A Pleasure to Burn: Fahrenheit 451 Stories is a collection of short stories by American writer Ray Bradbury, first published August 17, 2010. A companion to novel Fahrenheit 451, it was later released under the Harper Perennial imprint of HarperCollins publishing was in 2011.

Portions of A Pleasure to Burn: Fahrenheit 451 Stories were previously published in the collection Match to Flame: The Fictional Paths to Fahrenheit 451 and the chapbook The Dragon Who Ate His Tail.

This collection contains 16 selected short stories that prefigure Bradbury's Fahrenheit 451, and they can be seen as the origins for the novel's themes exploration and story. The book includes, among other titles, the novellas Long After Midnight and The Fireman.

==Contents==
==="The Reincarnate"===
A man rises from his grave to try and reclaim his former life, only to find that he is no longer welcome in the world.

==="Pillar of Fire"===
In the year 2349, the last cemetery on Earth is being removed. The bodies are to be burnt, as all others have been. Upon hearing the commotion of what is happening, the final corpse decides to rise in the night and hide from this ultimate fate. He learns that horror writers such as Poe and Lovecraft have had their books burned and removed from the planet, and that nobody in this future society knows what fear is. At this point, he decides that as the last anachronism of the former world, he will be the one to teach the new world of fear. This story is also found in Bradbury's short story collection S is for Space.

==="The Library"===
Government officials raid a library to burn the last known copies of classic literature. This short could have been a scene cut from Fahrenheit 451.

==="Bright Phoenix"===
When the town's chief censor comes to use the library as a testing ground for burning selected books, a librarian angers him with his strange behavior. Originally written in 1947, the premise was later expanded upon and turned into The Fireman, the novella which was later expanded upon and turned into Fahrenheit 451.

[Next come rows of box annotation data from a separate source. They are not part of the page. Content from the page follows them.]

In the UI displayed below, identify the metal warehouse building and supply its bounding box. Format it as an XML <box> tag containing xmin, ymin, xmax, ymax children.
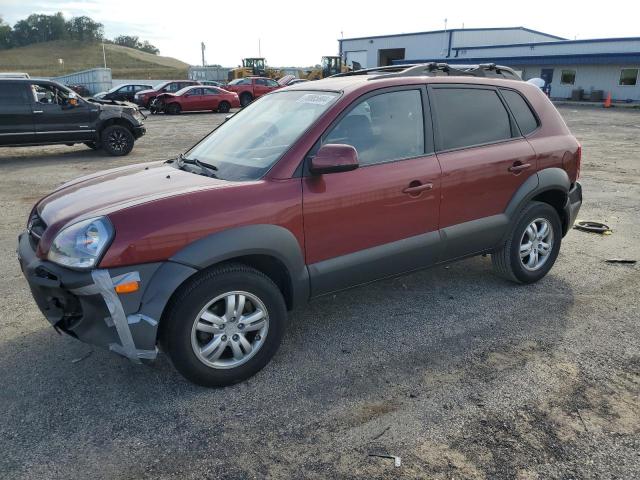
<box><xmin>339</xmin><ymin>27</ymin><xmax>640</xmax><ymax>102</ymax></box>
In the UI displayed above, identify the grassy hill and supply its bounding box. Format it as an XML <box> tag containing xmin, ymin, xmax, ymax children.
<box><xmin>0</xmin><ymin>40</ymin><xmax>189</xmax><ymax>79</ymax></box>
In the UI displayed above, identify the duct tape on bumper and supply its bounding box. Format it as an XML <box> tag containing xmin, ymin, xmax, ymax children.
<box><xmin>73</xmin><ymin>269</ymin><xmax>158</xmax><ymax>363</ymax></box>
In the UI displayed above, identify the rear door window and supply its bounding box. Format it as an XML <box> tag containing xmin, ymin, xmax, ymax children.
<box><xmin>322</xmin><ymin>90</ymin><xmax>425</xmax><ymax>166</ymax></box>
<box><xmin>0</xmin><ymin>82</ymin><xmax>31</xmax><ymax>105</ymax></box>
<box><xmin>501</xmin><ymin>90</ymin><xmax>538</xmax><ymax>135</ymax></box>
<box><xmin>431</xmin><ymin>87</ymin><xmax>512</xmax><ymax>150</ymax></box>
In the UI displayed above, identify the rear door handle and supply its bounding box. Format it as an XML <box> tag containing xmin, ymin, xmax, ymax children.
<box><xmin>509</xmin><ymin>162</ymin><xmax>531</xmax><ymax>173</ymax></box>
<box><xmin>402</xmin><ymin>182</ymin><xmax>433</xmax><ymax>195</ymax></box>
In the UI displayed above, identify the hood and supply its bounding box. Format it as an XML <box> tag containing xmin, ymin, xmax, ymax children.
<box><xmin>37</xmin><ymin>162</ymin><xmax>234</xmax><ymax>233</ymax></box>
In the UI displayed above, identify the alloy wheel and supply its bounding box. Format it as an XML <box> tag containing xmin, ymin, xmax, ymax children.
<box><xmin>520</xmin><ymin>218</ymin><xmax>553</xmax><ymax>271</ymax></box>
<box><xmin>191</xmin><ymin>291</ymin><xmax>269</xmax><ymax>369</ymax></box>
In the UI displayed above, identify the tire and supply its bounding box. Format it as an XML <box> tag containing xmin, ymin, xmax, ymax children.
<box><xmin>240</xmin><ymin>92</ymin><xmax>253</xmax><ymax>108</ymax></box>
<box><xmin>166</xmin><ymin>103</ymin><xmax>182</xmax><ymax>115</ymax></box>
<box><xmin>101</xmin><ymin>125</ymin><xmax>135</xmax><ymax>157</ymax></box>
<box><xmin>160</xmin><ymin>264</ymin><xmax>287</xmax><ymax>387</ymax></box>
<box><xmin>491</xmin><ymin>202</ymin><xmax>562</xmax><ymax>283</ymax></box>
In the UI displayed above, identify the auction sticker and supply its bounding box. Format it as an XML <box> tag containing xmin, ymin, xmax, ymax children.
<box><xmin>296</xmin><ymin>93</ymin><xmax>336</xmax><ymax>105</ymax></box>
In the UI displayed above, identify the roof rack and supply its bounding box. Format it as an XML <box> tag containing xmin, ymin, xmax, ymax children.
<box><xmin>333</xmin><ymin>62</ymin><xmax>521</xmax><ymax>80</ymax></box>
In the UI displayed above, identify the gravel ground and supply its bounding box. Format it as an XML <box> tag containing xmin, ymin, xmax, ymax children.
<box><xmin>0</xmin><ymin>107</ymin><xmax>640</xmax><ymax>479</ymax></box>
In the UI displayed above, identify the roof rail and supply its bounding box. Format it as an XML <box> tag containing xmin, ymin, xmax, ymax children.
<box><xmin>333</xmin><ymin>62</ymin><xmax>521</xmax><ymax>80</ymax></box>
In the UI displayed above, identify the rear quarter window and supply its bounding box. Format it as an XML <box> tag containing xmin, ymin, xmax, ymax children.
<box><xmin>433</xmin><ymin>88</ymin><xmax>512</xmax><ymax>150</ymax></box>
<box><xmin>502</xmin><ymin>90</ymin><xmax>539</xmax><ymax>135</ymax></box>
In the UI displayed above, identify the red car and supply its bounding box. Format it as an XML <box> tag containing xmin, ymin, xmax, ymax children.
<box><xmin>154</xmin><ymin>85</ymin><xmax>240</xmax><ymax>115</ymax></box>
<box><xmin>224</xmin><ymin>77</ymin><xmax>282</xmax><ymax>107</ymax></box>
<box><xmin>133</xmin><ymin>80</ymin><xmax>200</xmax><ymax>108</ymax></box>
<box><xmin>18</xmin><ymin>64</ymin><xmax>582</xmax><ymax>386</ymax></box>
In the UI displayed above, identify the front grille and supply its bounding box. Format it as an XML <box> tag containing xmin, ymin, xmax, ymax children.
<box><xmin>27</xmin><ymin>212</ymin><xmax>47</xmax><ymax>250</ymax></box>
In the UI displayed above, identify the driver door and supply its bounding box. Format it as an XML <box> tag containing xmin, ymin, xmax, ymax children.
<box><xmin>302</xmin><ymin>87</ymin><xmax>441</xmax><ymax>296</ymax></box>
<box><xmin>32</xmin><ymin>83</ymin><xmax>99</xmax><ymax>143</ymax></box>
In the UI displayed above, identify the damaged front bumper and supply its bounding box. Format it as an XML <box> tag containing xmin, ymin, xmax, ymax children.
<box><xmin>18</xmin><ymin>233</ymin><xmax>195</xmax><ymax>363</ymax></box>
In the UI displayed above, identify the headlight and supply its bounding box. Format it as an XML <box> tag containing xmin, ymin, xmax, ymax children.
<box><xmin>47</xmin><ymin>217</ymin><xmax>113</xmax><ymax>268</ymax></box>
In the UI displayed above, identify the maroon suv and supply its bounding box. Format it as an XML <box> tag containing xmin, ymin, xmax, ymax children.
<box><xmin>18</xmin><ymin>65</ymin><xmax>582</xmax><ymax>386</ymax></box>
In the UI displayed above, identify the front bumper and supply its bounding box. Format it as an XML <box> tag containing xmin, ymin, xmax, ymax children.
<box><xmin>18</xmin><ymin>233</ymin><xmax>194</xmax><ymax>362</ymax></box>
<box><xmin>563</xmin><ymin>182</ymin><xmax>582</xmax><ymax>235</ymax></box>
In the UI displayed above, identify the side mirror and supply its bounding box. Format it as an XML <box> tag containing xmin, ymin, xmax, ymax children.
<box><xmin>309</xmin><ymin>143</ymin><xmax>359</xmax><ymax>175</ymax></box>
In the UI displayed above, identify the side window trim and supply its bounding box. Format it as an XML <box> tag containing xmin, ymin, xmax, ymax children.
<box><xmin>302</xmin><ymin>84</ymin><xmax>436</xmax><ymax>177</ymax></box>
<box><xmin>427</xmin><ymin>83</ymin><xmax>524</xmax><ymax>153</ymax></box>
<box><xmin>498</xmin><ymin>87</ymin><xmax>542</xmax><ymax>137</ymax></box>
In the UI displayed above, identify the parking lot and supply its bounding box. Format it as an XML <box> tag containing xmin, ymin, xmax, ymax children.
<box><xmin>0</xmin><ymin>107</ymin><xmax>640</xmax><ymax>479</ymax></box>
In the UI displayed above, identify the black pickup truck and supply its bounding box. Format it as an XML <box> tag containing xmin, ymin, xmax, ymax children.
<box><xmin>0</xmin><ymin>78</ymin><xmax>145</xmax><ymax>156</ymax></box>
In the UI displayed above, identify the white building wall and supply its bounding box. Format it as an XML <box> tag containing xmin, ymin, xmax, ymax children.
<box><xmin>523</xmin><ymin>65</ymin><xmax>640</xmax><ymax>102</ymax></box>
<box><xmin>458</xmin><ymin>40</ymin><xmax>640</xmax><ymax>58</ymax></box>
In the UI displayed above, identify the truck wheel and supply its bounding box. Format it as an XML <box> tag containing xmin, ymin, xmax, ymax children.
<box><xmin>240</xmin><ymin>92</ymin><xmax>253</xmax><ymax>108</ymax></box>
<box><xmin>167</xmin><ymin>103</ymin><xmax>182</xmax><ymax>115</ymax></box>
<box><xmin>102</xmin><ymin>125</ymin><xmax>135</xmax><ymax>156</ymax></box>
<box><xmin>491</xmin><ymin>202</ymin><xmax>562</xmax><ymax>283</ymax></box>
<box><xmin>160</xmin><ymin>264</ymin><xmax>287</xmax><ymax>387</ymax></box>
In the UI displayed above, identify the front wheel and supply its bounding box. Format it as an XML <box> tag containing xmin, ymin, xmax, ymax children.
<box><xmin>491</xmin><ymin>202</ymin><xmax>562</xmax><ymax>283</ymax></box>
<box><xmin>218</xmin><ymin>102</ymin><xmax>231</xmax><ymax>113</ymax></box>
<box><xmin>101</xmin><ymin>125</ymin><xmax>135</xmax><ymax>157</ymax></box>
<box><xmin>160</xmin><ymin>264</ymin><xmax>287</xmax><ymax>387</ymax></box>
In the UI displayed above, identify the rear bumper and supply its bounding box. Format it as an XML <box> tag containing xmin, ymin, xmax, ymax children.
<box><xmin>563</xmin><ymin>182</ymin><xmax>582</xmax><ymax>235</ymax></box>
<box><xmin>18</xmin><ymin>233</ymin><xmax>193</xmax><ymax>362</ymax></box>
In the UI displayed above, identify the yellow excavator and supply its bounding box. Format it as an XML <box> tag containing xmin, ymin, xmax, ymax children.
<box><xmin>229</xmin><ymin>57</ymin><xmax>284</xmax><ymax>81</ymax></box>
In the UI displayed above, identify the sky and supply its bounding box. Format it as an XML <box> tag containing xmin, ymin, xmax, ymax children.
<box><xmin>0</xmin><ymin>0</ymin><xmax>640</xmax><ymax>66</ymax></box>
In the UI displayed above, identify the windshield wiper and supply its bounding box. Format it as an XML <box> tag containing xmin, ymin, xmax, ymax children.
<box><xmin>178</xmin><ymin>153</ymin><xmax>218</xmax><ymax>178</ymax></box>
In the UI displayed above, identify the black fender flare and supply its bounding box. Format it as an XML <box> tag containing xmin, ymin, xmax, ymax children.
<box><xmin>169</xmin><ymin>224</ymin><xmax>310</xmax><ymax>306</ymax></box>
<box><xmin>504</xmin><ymin>167</ymin><xmax>571</xmax><ymax>234</ymax></box>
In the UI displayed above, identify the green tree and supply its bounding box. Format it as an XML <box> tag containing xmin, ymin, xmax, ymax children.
<box><xmin>67</xmin><ymin>16</ymin><xmax>104</xmax><ymax>42</ymax></box>
<box><xmin>0</xmin><ymin>17</ymin><xmax>13</xmax><ymax>50</ymax></box>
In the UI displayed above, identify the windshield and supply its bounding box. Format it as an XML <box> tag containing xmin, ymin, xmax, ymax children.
<box><xmin>186</xmin><ymin>91</ymin><xmax>339</xmax><ymax>181</ymax></box>
<box><xmin>174</xmin><ymin>85</ymin><xmax>193</xmax><ymax>95</ymax></box>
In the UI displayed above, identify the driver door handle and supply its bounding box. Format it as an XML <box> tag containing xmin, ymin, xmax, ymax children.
<box><xmin>509</xmin><ymin>162</ymin><xmax>531</xmax><ymax>173</ymax></box>
<box><xmin>402</xmin><ymin>182</ymin><xmax>433</xmax><ymax>195</ymax></box>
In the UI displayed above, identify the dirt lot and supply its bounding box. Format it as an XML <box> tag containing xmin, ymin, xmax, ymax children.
<box><xmin>0</xmin><ymin>107</ymin><xmax>640</xmax><ymax>479</ymax></box>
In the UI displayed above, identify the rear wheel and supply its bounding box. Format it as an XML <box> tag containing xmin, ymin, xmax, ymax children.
<box><xmin>240</xmin><ymin>92</ymin><xmax>253</xmax><ymax>108</ymax></box>
<box><xmin>167</xmin><ymin>103</ymin><xmax>182</xmax><ymax>115</ymax></box>
<box><xmin>160</xmin><ymin>264</ymin><xmax>287</xmax><ymax>387</ymax></box>
<box><xmin>491</xmin><ymin>202</ymin><xmax>562</xmax><ymax>283</ymax></box>
<box><xmin>102</xmin><ymin>125</ymin><xmax>135</xmax><ymax>156</ymax></box>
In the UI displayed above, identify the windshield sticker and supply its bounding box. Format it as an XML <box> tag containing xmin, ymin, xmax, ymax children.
<box><xmin>296</xmin><ymin>93</ymin><xmax>335</xmax><ymax>105</ymax></box>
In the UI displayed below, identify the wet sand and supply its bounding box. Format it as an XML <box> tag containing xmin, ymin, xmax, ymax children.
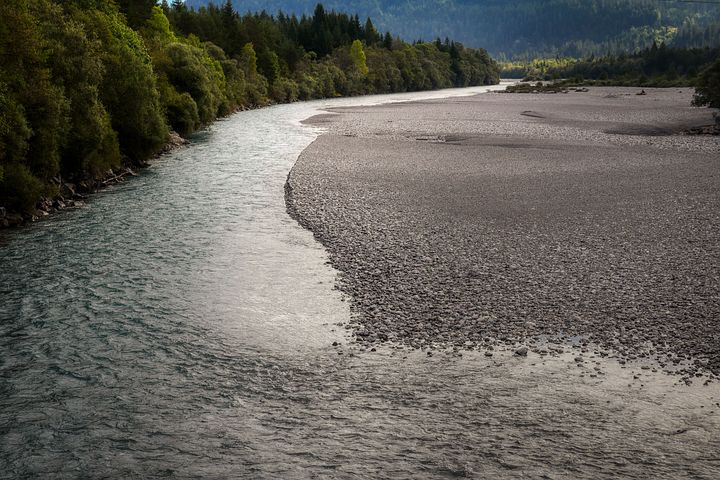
<box><xmin>286</xmin><ymin>88</ymin><xmax>720</xmax><ymax>383</ymax></box>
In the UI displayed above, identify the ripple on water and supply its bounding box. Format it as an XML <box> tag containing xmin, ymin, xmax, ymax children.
<box><xmin>0</xmin><ymin>86</ymin><xmax>720</xmax><ymax>478</ymax></box>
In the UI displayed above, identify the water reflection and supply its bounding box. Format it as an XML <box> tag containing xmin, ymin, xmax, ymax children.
<box><xmin>0</xmin><ymin>84</ymin><xmax>720</xmax><ymax>478</ymax></box>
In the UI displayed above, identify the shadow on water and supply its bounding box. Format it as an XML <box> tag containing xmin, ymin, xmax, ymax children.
<box><xmin>0</xmin><ymin>84</ymin><xmax>720</xmax><ymax>478</ymax></box>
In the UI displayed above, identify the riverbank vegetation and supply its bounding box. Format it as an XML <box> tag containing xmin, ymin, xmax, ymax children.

==="The Mad Wizards of Mars"===
After burning all but a single copy of history's greatest horror writings, Earth attempts its first crewed expedition to Mars. The familiar, current occupants of the red planet aren't happy to see them coming. Originally published in Maclean's.

==="Carnival of Madness"===
A former library owner in a future in which the macabre has been banished uses the stories of Poe to plot his revenge on those who were responsible for the banishment of horror stories, films, Hallowe'en, etc. Revised as "Usher II" in The Martian Chronicles.

==="Bonfire"===
Two people have a phone conversation while waiting for the end of the world. One of them seems more concerned with the loss of all of the great art than with their lives.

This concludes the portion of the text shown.